Ufuoma Akalusi is a third year student currently working towards a Joint-Honours in Philosophy and Law In Society. She hopes to attend the Schulich School of Law next fall with a focus in Criminal and International Law and Advocacy. As a woman of African descent, her studies have been mainly focused on the intersectionality of race and gender within the legal system and she is really excited to learn more about this topic in law school and from events like these.


Jeremy MacDonald

Jeremy MacDonald is 34 years old and was born and raised in Charlottetown. He holds a B.A. (Honours) and an M.A. from Saint Mary's University, and a J.D. from UNB. Jeremy is a passionate community disability advocate, and currently serves as the President of the PEI Cerebral Palsy Association, as well as on the boards of ResourceAbilities, Camp Gencheff, and Parasport and Recreation PEI.

He is also heavily involved in sport and exercise, having played wheelchair basketball for two decades and wheelchair rugby for several seasons as well. He currently coaches a kids' wheelchair basketball team, and is working to establish local wheelchair rugby and boccia programs. He also loves CrossFit and gets to the gym about five days a week.


Kate Copage

Since 2019, Katelyn Copage has been the Indigenous Experiential Learning Coordinator for the Mi’kmaq-Wolastoqey Centre and the Office of Experiential Education at the University of New Brunswick.
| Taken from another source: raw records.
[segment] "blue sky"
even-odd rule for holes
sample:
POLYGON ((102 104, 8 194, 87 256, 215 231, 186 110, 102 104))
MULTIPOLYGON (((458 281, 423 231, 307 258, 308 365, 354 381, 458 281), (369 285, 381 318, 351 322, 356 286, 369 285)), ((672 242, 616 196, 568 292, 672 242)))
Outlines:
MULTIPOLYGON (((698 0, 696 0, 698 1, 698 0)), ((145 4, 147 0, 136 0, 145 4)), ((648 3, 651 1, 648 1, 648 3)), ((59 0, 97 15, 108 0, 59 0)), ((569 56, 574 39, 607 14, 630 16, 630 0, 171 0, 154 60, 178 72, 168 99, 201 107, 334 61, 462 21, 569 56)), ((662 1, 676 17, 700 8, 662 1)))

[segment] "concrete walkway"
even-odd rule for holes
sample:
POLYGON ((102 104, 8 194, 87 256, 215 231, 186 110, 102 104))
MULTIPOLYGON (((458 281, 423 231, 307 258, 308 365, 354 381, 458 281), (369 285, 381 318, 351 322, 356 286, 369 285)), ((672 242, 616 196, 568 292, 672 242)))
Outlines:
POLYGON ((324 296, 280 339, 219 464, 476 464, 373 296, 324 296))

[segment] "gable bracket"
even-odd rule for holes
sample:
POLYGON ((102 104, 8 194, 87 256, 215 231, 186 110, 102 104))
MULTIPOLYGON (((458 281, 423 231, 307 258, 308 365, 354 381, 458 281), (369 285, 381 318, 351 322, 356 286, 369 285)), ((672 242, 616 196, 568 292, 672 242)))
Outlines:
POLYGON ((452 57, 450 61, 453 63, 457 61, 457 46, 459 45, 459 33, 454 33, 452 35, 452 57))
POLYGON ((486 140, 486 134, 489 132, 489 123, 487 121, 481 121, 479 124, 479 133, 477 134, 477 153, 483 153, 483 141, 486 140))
A Mi’kmaw woman from Sipekne’katik, Kate is committed to facilitating culturally safe experiential learning opportunities for Indigenous students, and she is in the early stages of a new program of research focused on the place and purpose of Indigenous experiential education in academic institutions. Kate completed an undergraduate degree in Philosophy (with a Theology and Religious Studies minor) at Saint Mary’s University and spent several summers planting trees and banding ducks before entering the MEd program at UNB in 2016.

After completing her Master’s degree, she undertook a 32-week Regenerative Farming Internship at Hayes Farm, working as part of team of interns to grow enough vegetables to support a 30-person CSA and a vendor stand at the Fredericton Night Market. Today, Kate is a member of the Hayes Farm Advisory Board, and she sits on the Board of Directors for the Fredericton Public Library, where she advocates for programming that connects children and families with Wabanaki books and writers. She is deeply committed to reproductive justice and is certifying to become a full spectrum doula.


Joanne Wright

Joanne Wright serves as Dean of Arts for the UNB Fredericton campus. Dr. Wright, a professor of political science, has previously served as acting associate dean of arts, associate dean of arts, and acting dean of arts at UNB. Working collaboratively with students, faculty and staff, she believes in the value of the humanities and social sciences and is committed to raising their profile on campus and in the wider community.

She has a long history with UNB as a graduate student, residence don, professor, and administrator. Her teaching and research interests include early modern political thought, feminist political theory, politics of the body, and North American cultural politics. She has a PhD in political science from York University, an MA in political science from UNB, and a BSc in chemistry from Mount Allison University.